La politica insensata dei nostri governanti che, a partire dal 1990 in poi, si è accanita nel distruggere il nostro invidiabile patrimonio industriale con le micidiali e incostituzionali privatizzazioni si sta ancor più evidenziando nel non saper trovare una soluzione per evitare che le cosiddette concessioni balneari scadute siano poste “a gara europea”, come richiesto dall’Ue e come dichiarato da talune nostre decisioni giurisprudenziali; in modo che, anche in questo settore, i “profitti” vadano agli stranieri e a noi resti qualche lavoro precario o molto malpagato.

Si tratta di un vistoso equivoco, dovuto al fatto che i nostri governanti continuano a ragionare come se le spiagge fossero proprietà della Pubblica Amministrazione e che per renderle in uso pubblico fosse necessario far ricorso all’istituto della concessione di servizi, senza tener conto che la nostra Costituzione, all’articolo 42, sancisce che “la proprietà è pubblica o privata”, dovendosi intendere come “proprietà pubblica”, ma, come immediatamente osservò il grande amministrativista Massimo Severo Giannini, la “proprietà collettiva demaniale” del popolo. Sicché deve inequivocabilmente ritenersi che non è più lo Stato amministrazione, il quale, con un atto di concessione a privati, attrezza e destìna a uso pubblico le spiagge, ma che queste di per sé sono già in uso pubblico, in quanto oggetto di detta “proprietà collettiva demaniale”.

In altri termini, continuare a parlare di “concessione dei servizi balneari” è fuori luogo, specialmente se si pensa che, secondo la giurisprudenza amministrativa (sentenza del Consiglio di Stato n. 3910 del 4 maggio 2020), la “concessione di un servizio pubblico” implica che il concessionario, avendo pattuito una remunerazione con l’Amministrazione pubblica, assuma su di sé il rischio imprenditoriale legato all’esecuzione dei servizi di cui si tratta. Nel caso di specie non c’è alcun rischio da affrontare e quello che serve è semplicemente una attività che consista nella pulitura della spiaggia, nella fornitura di sedie a sdraio e ombrelloni, nell’allestimento di uno spogliatoio amovibile, nella costituzione di un punto di ristoro, nella sorveglianza dei bagnini e così via dicendo. Si tratta di attività che evidentemente possono essere consentite a privati, mediante i più vari tipi di contratti, con i quali, in pratica, si autorizzano le predette attività. In sostanza, l’unico tipo di spiaggia consentito dalla Costituzione è la “spiaggia libera attrezzata”, per il cui accesso non occorre pagare un biglietto, mentre poi ci si può servire di varie comodità nel modo che ho appena esposto.

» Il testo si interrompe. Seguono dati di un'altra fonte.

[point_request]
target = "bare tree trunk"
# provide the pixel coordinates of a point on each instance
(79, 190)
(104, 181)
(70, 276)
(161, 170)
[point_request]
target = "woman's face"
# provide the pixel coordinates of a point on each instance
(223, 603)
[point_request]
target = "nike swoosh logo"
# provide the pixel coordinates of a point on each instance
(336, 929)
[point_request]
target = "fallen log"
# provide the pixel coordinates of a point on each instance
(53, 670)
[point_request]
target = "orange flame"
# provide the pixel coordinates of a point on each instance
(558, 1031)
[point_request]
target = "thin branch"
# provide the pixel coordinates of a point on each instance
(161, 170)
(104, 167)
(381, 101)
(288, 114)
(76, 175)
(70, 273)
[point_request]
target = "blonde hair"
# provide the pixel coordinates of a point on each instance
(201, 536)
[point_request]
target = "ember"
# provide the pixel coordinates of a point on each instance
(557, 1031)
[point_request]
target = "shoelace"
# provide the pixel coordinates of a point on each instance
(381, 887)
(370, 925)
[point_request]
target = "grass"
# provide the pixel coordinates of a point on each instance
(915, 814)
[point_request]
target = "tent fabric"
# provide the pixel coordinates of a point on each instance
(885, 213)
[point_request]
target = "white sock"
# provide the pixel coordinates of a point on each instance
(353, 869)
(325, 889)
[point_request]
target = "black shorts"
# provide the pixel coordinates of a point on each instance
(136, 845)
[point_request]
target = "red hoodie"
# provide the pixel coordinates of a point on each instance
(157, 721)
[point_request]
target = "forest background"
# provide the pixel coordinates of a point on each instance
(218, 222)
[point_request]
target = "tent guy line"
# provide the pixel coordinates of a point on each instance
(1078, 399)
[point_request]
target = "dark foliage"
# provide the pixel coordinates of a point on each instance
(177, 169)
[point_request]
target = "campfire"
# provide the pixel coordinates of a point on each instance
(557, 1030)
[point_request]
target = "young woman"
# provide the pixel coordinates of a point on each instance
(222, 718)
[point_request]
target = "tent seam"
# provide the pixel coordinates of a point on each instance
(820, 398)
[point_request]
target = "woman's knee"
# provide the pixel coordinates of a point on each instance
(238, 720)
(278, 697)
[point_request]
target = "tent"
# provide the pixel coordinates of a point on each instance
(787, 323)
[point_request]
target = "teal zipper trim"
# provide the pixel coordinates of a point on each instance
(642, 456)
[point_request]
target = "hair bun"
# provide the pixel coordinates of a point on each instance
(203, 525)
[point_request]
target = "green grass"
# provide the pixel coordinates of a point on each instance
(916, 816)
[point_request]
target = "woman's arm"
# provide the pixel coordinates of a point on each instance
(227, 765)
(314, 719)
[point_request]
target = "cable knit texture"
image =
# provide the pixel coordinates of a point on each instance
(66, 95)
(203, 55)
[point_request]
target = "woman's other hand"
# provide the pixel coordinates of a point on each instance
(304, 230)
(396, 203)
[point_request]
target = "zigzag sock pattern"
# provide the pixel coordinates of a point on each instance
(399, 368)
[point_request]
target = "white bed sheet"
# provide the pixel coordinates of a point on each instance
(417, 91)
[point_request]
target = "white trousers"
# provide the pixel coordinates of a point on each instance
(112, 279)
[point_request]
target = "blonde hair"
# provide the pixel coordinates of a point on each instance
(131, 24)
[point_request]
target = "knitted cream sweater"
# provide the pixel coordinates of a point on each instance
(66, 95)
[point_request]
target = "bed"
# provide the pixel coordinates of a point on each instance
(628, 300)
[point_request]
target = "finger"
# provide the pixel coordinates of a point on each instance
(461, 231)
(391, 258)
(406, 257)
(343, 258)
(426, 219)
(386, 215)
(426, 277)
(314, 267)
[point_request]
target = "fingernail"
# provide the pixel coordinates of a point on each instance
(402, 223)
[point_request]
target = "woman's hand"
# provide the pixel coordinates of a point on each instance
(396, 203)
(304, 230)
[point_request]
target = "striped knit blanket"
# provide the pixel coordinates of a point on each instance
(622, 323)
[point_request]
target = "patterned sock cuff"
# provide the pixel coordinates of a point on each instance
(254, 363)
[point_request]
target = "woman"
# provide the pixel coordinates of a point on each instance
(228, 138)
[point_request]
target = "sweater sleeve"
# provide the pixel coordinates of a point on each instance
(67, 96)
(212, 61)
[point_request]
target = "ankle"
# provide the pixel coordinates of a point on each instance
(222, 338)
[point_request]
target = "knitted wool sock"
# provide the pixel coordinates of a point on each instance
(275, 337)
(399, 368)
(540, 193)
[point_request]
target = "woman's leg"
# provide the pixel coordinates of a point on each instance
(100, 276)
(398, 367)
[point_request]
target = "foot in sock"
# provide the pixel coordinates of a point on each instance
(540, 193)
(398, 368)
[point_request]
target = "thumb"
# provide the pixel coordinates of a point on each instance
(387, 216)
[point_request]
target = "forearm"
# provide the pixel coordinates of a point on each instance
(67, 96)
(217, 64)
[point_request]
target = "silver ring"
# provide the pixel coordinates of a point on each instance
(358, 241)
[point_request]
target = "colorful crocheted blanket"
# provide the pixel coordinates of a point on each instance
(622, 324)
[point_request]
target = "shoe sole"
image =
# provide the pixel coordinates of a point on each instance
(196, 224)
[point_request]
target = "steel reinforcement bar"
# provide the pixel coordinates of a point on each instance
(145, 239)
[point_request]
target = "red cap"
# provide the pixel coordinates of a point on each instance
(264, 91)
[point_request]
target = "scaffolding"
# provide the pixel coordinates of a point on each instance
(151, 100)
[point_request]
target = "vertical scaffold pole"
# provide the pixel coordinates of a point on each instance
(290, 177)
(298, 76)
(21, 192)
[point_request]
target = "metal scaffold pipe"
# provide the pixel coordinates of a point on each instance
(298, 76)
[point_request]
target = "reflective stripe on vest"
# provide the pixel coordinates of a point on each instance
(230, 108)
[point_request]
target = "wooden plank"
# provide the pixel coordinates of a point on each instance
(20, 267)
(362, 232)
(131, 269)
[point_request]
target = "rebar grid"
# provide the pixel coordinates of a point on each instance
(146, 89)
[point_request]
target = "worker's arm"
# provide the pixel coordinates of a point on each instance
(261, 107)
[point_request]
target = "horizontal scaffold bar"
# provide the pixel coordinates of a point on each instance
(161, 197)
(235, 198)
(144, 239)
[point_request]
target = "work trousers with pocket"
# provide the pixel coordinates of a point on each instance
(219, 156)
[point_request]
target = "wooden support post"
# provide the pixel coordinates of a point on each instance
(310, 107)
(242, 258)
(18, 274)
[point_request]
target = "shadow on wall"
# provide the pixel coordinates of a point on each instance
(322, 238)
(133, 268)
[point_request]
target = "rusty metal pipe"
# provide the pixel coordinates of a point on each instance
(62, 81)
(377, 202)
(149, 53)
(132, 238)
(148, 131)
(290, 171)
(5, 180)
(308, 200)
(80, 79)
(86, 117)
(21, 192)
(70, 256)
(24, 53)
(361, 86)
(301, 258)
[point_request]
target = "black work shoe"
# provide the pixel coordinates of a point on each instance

In questo quadro è semplicemente impensabile che una legge promossa dal governo Meloni abbia addirittura riconosciuto al “concessionario” il diritto a una indennità di esproprio per le costruzioni effettuate sulla spiaggia e lasciate allo Stato, al termine della concessione, secondo quanto dispone l’art. 49 del codice della navigazione. La questione è stata rimessa dal Consiglio di Stato alla Corte di giustizia europea, la quale, giustamente, ha risposto che l’attuazione o la non attuazione dell’articolo 49 del nostro codice della navigazione non incide sul diritto europeo. E allora qualcuno, con una nuova proposta di legge, ha pensato di risolvere il problema abrogando l’articolo 49 del Codice della navigazione, senza tener presente che le costruzioni su suolo altrui appartengono per “accessione” al proprietario del suolo (nel caso il proprietario della spiaggia, cioè il popolo).

Se i nostri governanti conoscessero e facessero valere la Costituzione, certamente non sarebbe stato possibile neppure pensare di mettere “a gara europea” le concessioni scadute riguardanti le nostre spiagge.